Die belgischen Streitkräfte dürfen bis 2030 rund 9,2 Milliarden Euro für neues Material ausgeben. Andererseits wird der Personalbestand um 7.000 Mann schrumpfen. Die VRT-Nachrichtenredaktion konnte den neuen Strategieplan von Verteidigungsminister Steven Vandeput (N-VA) einsehen, auf den die Regierung sich nach anderthalbjährigen Verhandlungen einigen konnte.
Nicolas Lambert

Der Strategieplan für die belgischen Streitkräfte kam keinen Tag zu früh. Nächste Woche wird Premierminister Charles Michel (MR) auf dem NATO-Gipfel in Warschau erwartet, wo man besser nicht mit leeren Händen auftaucht.

Schweres Geschütz

Das wird der rechtsliberale Regierungschef ganz bestimmt nicht. Denn dem Strategiepapier zufolge erhalten die Streitkräfte bis 2030 - zusätzlich zum normalen Verteidigungshaushalt - 9,2 Milliarden Euro. Statt 0,9 % des Bruttoinlandsprodukts wird Belgien in 14 Jahren 1,3 % für die Landesverteidigung ausgeben.

Für direkte Investitionen hat Verteidigungsminister Vandeput weitere 200 Millionen Euro zusätzlich vorgesehen.

Mit einem Großteil der Steuergelder werden 34 neue Kampfflugzeuge (insgesamt 3,4 Milliarden Euro) angeschafft - die alten F16 haben ausgedient. Erstmals legt die Luftwaffe sich auch ein Flugzeug zu, das andere Flugzeuge in der Luft auftanken kann.

Neue Minenjagdboote und Fregatten

Auch die Marine geht in der Zukunftsvision für die Landesverteidigung nicht leer aus: Zwei neue Fregatten, sechs neue Minenjagdboote und zwei große Aufklärungsdrohnen (mit Option auf vier weitere europäische Drohnen) stehen auf der Einkaufsliste. Diese Drohnen sollen nicht für Überwachungszwecke eingesetzt, sondern können auch mit Waffen aufgerüstet werden.
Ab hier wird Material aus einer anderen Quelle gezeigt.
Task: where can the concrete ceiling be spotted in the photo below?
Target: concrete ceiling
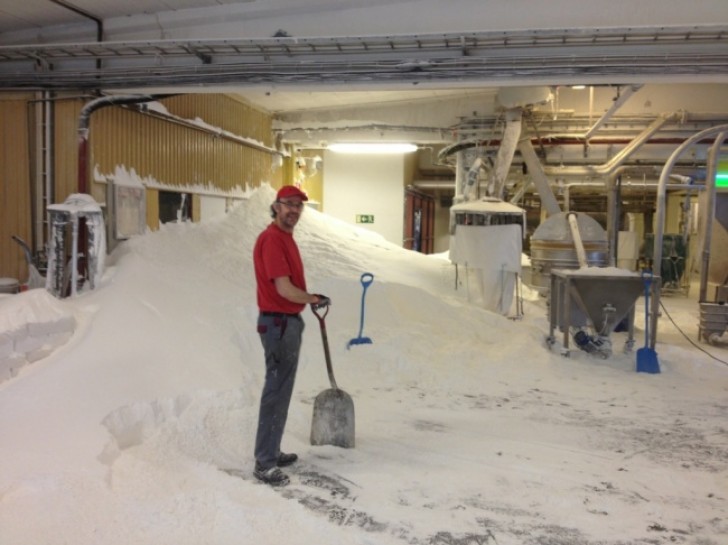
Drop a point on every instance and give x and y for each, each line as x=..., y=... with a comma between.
x=377, y=77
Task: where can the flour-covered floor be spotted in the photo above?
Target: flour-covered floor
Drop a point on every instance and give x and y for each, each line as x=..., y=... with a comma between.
x=469, y=429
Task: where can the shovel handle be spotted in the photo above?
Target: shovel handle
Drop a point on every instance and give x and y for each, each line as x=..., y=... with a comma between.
x=325, y=340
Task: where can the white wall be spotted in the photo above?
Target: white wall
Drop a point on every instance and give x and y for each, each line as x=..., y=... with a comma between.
x=366, y=184
x=212, y=207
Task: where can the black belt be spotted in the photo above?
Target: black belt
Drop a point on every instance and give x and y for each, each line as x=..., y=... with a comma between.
x=280, y=314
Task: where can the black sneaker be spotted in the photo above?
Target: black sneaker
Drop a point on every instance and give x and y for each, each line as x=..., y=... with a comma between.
x=286, y=459
x=272, y=476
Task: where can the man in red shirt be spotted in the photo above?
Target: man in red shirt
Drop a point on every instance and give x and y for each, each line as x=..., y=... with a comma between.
x=281, y=295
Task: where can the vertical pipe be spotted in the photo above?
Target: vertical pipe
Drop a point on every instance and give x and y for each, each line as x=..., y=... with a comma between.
x=660, y=226
x=709, y=214
x=576, y=235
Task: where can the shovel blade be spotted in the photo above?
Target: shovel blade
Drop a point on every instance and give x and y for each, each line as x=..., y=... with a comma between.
x=358, y=340
x=333, y=419
x=647, y=361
Die Minenjagdboote enthalten die neuesten technologischen Systeme und können, auch für unbemannte Missionen, in größeren Gebieten schneller und sicherer manövrieren.

Die neuen Fregatten und Hubschrauber werden erstmals Abwehrsysteme gegen Unterseeboote enthalten.

Verglichen mit den milliardenschweren Budgets für Luftwaffe und Marine geraten die Landstreitkräfte im Strategieplan fast zu einer Fußnote. Sie werden mit "leichteren Fahrzeugen" bedacht.

 

Pensionswelle sorgt für Truppenabbau

Nach dem Abbau von 7.000 Stellen sollen noch 25.000 Militärs bei den Streitkräften aktiv bleiben. Der gut bestückte Managementstab wird um ein Drittel gekappt.

Des Weiteren werden auch ganze Abteilungen geschlossen, wie z. B. die Agusta-Hubschrauber-Abteilung, da der Hubschraubertyp ersetzt wird. Die Luftwaffe verringert die Anzahl ihrer Kampffluzeuge von 56 auf 34 und spart damit auch Personal ein. Die Königliche Militärakademie wird verschiedene Ausbildungen streichen.

Welche Kasernen laut Strategieplan geschlossen werden, ist noch nicht definitiv entschieden.

Folgende Regierung muss Strategieplan bezahlen

Experten haben die Zukunftsvision für die belgischen Streitkräfte bereits durchleuchtet und bemängeln, dass viele Kosten zu optimistisch dargestellt seien. Anscheinend sind die Gelder für einmalige Rüstungsausgaben veranschlagt. Bedienung, Einsatz, Wartung und die damit verbundenen Personalkosten aber sollen im Strategiepapier unterschätzt worden sein.

In den ersten Jahren bleibt der Verteidigungshaushalt mehr oder weniger bei 2,4 Milliarden Euro jährlich stehen. 2030 jedoch wird Belgien jährlich 5 Milliarden Euro (oder 1,3 % der BIP) für die Verteidigung ausgeben.